Alors que se profilent, en novembre prochain, les élections
de «mi-mandat» qui renouvelleront entièrement la Chambre des représentants et
un tiers des sénateurs mais que, également, nous ne sommes plus qu’à deux ans
de la prochaine élection présidentielle, c’est-à-dire, en terme de temps
politique qui s’est accéléré dans tous les démocraties (et encore plus aux
Etats-Unis), demain, quelle est la situation du Centre et des centrismes
américains?
Elle est pour le moins paradoxale.
Le président actuel, Barack Obama, est un centriste assumé
et la favorite (non encore déclarée) pour la présidentielle de 2016 est Hillary
Clinton, tout autant une centriste assumée, elle qui fait actuellement
l’actualité avec la sortie de ses mémoires («Hard Choices») sur son passage au
département d’Etat lors du premier mandat d’Obama.

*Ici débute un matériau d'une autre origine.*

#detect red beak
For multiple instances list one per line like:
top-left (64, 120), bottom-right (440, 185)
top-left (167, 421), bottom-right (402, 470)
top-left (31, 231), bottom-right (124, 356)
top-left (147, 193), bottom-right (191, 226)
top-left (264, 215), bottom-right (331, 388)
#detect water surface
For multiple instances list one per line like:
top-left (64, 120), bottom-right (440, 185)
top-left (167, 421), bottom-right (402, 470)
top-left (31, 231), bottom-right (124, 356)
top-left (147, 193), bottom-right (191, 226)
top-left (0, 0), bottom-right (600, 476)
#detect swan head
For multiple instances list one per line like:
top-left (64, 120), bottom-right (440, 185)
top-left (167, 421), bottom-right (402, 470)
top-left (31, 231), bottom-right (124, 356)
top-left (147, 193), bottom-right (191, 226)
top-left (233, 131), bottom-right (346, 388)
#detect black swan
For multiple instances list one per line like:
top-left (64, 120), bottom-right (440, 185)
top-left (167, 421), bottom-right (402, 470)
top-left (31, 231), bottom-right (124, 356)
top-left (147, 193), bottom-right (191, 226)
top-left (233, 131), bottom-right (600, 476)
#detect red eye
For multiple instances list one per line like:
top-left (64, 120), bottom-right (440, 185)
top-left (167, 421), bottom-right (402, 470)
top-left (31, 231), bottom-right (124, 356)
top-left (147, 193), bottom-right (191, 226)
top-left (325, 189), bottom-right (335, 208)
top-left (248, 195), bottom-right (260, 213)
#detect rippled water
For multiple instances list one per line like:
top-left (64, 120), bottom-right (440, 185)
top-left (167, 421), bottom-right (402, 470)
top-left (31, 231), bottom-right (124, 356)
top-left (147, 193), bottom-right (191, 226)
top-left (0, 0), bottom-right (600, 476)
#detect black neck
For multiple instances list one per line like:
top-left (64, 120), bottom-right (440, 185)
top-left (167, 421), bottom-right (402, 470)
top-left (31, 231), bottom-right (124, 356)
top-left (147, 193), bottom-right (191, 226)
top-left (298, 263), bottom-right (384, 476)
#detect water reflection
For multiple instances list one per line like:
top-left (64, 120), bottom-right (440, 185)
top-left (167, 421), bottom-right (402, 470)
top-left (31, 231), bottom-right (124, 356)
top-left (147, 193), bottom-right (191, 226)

Tous deux sont, par ailleurs, des membres du Parti
démocrate.
Mais, dans le même temps la Chambre des représentants est
dominée depuis 2010 par la droite du Parti républicain (même si les démocrates
ont obtenu plus de voix aux dernières élections mais que le «charcutage» des
circonscriptions avantage les républicains) et cette dernière, selon toute
vraisemblance, devrait encore y être aux commandes après les prochaines
élections.
Quant au Sénat, il risque de passer sous domination de cette
même droite républicaine.
Dans cet étonnant paradoxe, les idées centristes ont été
durement attaquées ces deux dernières années.
Par la gauche (les «liberals» du Parti démocrate) qui ne
voient là que des thèses de droite un peu plus modérées.
Par la droite (la droite dure et, surtout, la droite
radicale ainsi que l’extrême-droite, le fameux Tea Party, toutes réunies sous
la bannière républicaine) qui ne voient là que des thèses «socialistes», voire
«communistes».
Le tout dans un pays qui connait, comme tous les démocraties
occidentales, une montée de l’individualisme et de son aspect négatif et
néfaste, l’autonomisation individuelle égocentrique, irresponsable et
irrespectueuse de l’individu que j’ai eu l’occasion de détailler dans «Le
Centrisme du XXI° siècle» (*) et qui est un des dangers principaux que doit
affronter la démocratie républicaine dans les décennies à venir.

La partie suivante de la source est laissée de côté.